Japanese real estate investment firm likely to buy an asset management company or financial services company

Japanese real estate investment firm Risa Partners Inc said yesterday that it is likely to buy an asset management company or financial services company to expand its business in the next three years.

Risa - which also offers corporate turnaround consultancy and buys real estate-backed loans and non-performing loans - has benefited from a buoyant property market in Japan, where land prices have risen for the first time in 16 years and the economy is steadily recovering.

‘It is getting difficult to get your hands on properties. Now the way to go is you offer advice and solutions to corporations that hold real estate and then these assets become available,’ Risa president Atsushi Imuta told Reuters in an interview. ‘A firm which does only property business will face a tough time from now on.’

Mr Imuta also said the company is interested in acquiring a firm that offers special financing services.

‘We would like to have special services such as real estate collateral financing and mezzanine loans,’ he said, referring to a type of loan that is a hybrid of debt and equity financing.

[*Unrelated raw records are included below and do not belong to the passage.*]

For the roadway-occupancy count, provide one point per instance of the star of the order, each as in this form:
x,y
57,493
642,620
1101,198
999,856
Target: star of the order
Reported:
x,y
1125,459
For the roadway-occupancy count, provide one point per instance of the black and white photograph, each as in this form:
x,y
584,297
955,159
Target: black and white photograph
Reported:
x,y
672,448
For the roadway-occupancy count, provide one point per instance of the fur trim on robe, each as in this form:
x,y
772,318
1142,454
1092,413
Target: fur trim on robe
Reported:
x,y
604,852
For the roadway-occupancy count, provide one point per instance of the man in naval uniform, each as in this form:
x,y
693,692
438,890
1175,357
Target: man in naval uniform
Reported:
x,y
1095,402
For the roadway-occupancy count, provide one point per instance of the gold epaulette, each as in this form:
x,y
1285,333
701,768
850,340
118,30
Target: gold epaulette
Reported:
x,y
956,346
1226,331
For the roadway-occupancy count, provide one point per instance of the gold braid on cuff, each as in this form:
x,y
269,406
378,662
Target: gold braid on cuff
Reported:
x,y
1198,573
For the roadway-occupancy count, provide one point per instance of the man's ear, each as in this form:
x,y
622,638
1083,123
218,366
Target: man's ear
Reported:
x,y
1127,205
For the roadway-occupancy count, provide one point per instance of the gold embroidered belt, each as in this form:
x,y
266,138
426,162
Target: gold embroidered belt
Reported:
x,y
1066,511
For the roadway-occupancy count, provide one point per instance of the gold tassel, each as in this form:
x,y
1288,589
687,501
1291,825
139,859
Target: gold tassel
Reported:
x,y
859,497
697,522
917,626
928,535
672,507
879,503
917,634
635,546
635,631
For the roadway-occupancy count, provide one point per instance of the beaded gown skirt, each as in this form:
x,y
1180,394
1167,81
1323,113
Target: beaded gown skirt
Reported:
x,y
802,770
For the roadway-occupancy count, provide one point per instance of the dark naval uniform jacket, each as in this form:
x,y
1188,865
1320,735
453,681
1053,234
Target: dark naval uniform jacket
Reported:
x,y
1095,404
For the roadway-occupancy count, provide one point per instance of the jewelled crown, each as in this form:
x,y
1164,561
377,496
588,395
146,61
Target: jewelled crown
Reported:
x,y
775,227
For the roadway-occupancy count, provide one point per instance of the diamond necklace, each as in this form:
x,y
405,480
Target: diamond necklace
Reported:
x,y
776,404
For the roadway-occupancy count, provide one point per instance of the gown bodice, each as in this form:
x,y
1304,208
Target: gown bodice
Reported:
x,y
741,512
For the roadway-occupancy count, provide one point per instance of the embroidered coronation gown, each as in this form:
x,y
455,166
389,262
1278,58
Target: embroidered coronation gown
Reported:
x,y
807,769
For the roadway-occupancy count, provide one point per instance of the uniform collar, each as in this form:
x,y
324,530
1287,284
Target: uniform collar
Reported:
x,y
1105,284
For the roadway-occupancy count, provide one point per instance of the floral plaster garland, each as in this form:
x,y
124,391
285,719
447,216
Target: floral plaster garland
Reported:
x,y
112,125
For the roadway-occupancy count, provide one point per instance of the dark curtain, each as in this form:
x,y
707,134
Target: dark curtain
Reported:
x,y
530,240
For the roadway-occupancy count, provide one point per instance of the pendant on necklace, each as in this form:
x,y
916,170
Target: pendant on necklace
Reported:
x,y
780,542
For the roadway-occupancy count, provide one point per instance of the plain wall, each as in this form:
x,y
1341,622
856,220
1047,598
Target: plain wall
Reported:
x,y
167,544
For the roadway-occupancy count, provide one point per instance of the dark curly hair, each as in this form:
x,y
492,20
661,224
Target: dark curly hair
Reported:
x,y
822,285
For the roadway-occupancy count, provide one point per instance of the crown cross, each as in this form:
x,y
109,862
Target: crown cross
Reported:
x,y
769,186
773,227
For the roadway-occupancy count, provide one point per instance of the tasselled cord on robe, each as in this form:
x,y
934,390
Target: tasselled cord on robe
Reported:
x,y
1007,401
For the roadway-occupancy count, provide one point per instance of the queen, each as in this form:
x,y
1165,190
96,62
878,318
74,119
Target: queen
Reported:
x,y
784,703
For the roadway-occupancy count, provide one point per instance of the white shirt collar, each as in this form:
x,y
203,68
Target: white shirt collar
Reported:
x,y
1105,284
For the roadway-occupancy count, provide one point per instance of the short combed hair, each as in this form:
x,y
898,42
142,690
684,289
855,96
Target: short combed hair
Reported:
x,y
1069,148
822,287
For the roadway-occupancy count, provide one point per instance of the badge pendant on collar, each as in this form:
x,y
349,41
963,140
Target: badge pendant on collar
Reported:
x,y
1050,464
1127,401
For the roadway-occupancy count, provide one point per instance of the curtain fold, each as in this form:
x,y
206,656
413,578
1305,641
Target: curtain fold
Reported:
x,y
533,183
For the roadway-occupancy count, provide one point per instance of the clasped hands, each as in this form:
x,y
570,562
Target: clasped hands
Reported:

‘I would think that something could happen in the next three years,’ Mr Imuta said, adding that his firm is already looking for potential partners.

The company’s net profit more than doubled to 3.03 billion yen (S$38.2 million) in the year ended in December 2006, thanks partly to proceeds in sales of large-scale property in real estate. Recurring profit also more than doubled to 5.2 billion yen.

Risa unveiled an ambitious three-year business plan in February, aiming for a net profit of 8.2 billion yen and tripling recurring profit to 15 billion yen by December 2009.

Risa, which jointly invested in properties with fund management company Grove International Partners, has a total of about 160 billion yen worth of real estate under management and plans to add a net 60 billion yen every year.

Any acquisitions of an asset management company would boost the assets under management and generate more fee revenues, but Mr Imuta said volume is not a priority. ‘Asset size would increase . . . but the asset purchasing power and asset management skills are key.‘

In its investment banking business, Risa set up Frontier Management Inc in January by recruiting some of the officials from the Industrial Revitalization Corporation Japan (IRCJ), a government-backed body which helped Daiei Inc and other major companies to restructure.

Mr Imuta said Frontier Management, which offers M&A advisory and other management consultant services, has been actively seeking deals and may start generating a profit from this year.

The company is also taking on new businesses such as setting up the RISA Corporate Solutions Fund worth about 20 billion yen to invest in equities or debt to help companies boost their profit. Mr Imuta said there are already several deals in the pipeline for the funds to be allocated.